2009 Portland GSA Annual Meeting (18-21 October 2009)

Paper No. 9
Presentation Time: 9:45 AM

COMPARING MORPHOLOGICAL VARIATION IN UPPER CRETACEOUS AMMONITE SPECIES CO-OCCURRING IN A LARGE AND SMALL BIOGEOGRAPHIC REALM


WARD, Peter D., Department Biology, University of Washington, seattle, WA 98195, ward.biology.uw@gmail.com

Evolutionary biologists have long debated the influence of size and shape of biogeographic realms on evolutionary histories. Perhaps the two most fundamental questions concerning the relative fates of clades within differently sized biogeographic units deal with rates of speciation and extinction of otherwise similar species in small and large biogeographic units. But there are other questions as well, including degree of intraspecific variability to be found in species inhabiting small to large biogeographic units.
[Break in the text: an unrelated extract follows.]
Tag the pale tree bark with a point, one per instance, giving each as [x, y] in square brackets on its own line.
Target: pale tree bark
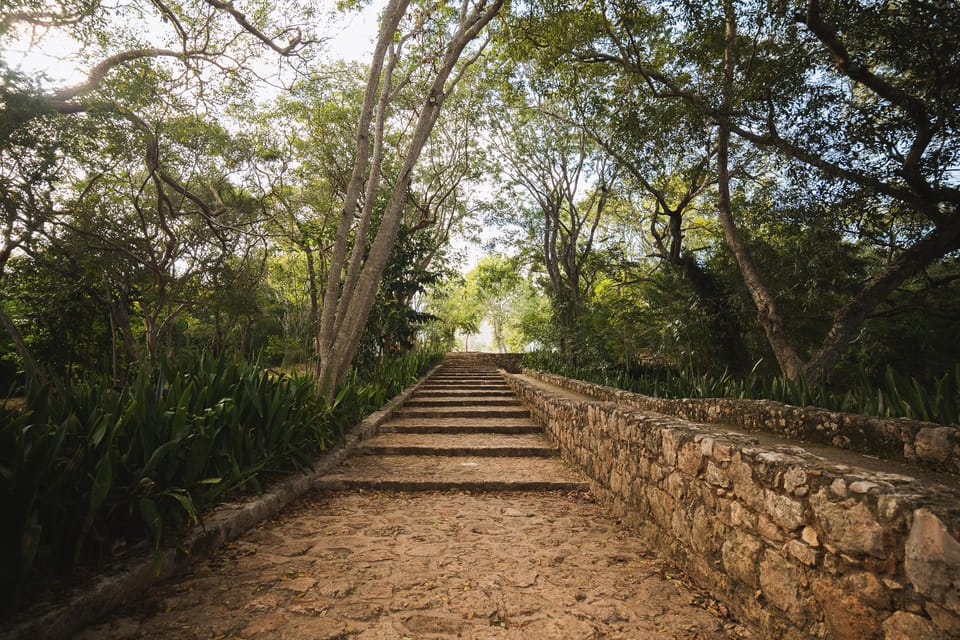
[768, 315]
[349, 295]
The recent discovery (Ward et al, 2008) that the same species of Upper Cretaceous ammonites within the genera Baculites, Nostoceras, and Didymoceras co-occur in a relatively small (the North American Western Interior Province) and a very large province (the Indo-Pacific Province) allows direct comparison of characteristic intraspecific morphological variability in the same species. Analyses of cross sectional shape, conch shape, shell ornament, and sutural morphological characters from over 1000 specimens of Baculites from four co-occurring species (B. inornatus Meek, B. subanceps Haughton, B. gregoryensis Cobban, and B. occidentalis Meek, all found in both provinces) demonstrate that the larger province contains populations with a far higher degree of morphological variation than from the Western Interior. Sadly, regional parochialism, and unrealistically narrow views of species definitions largely based on ignorance of modern cephalopod biology causes such studies to be viewed with suspicion, with the result that the rich potential of using Upper Cretaceous ammonites for evolutionary studies remains relatively untapped. Sadly, the continued paradigm of using ammonites “species” as time markers in the absence of meaningful understanding of characteristic morphological variation increasingly makes this rich group biostratigraphically as well as paleobiologically irrelevant.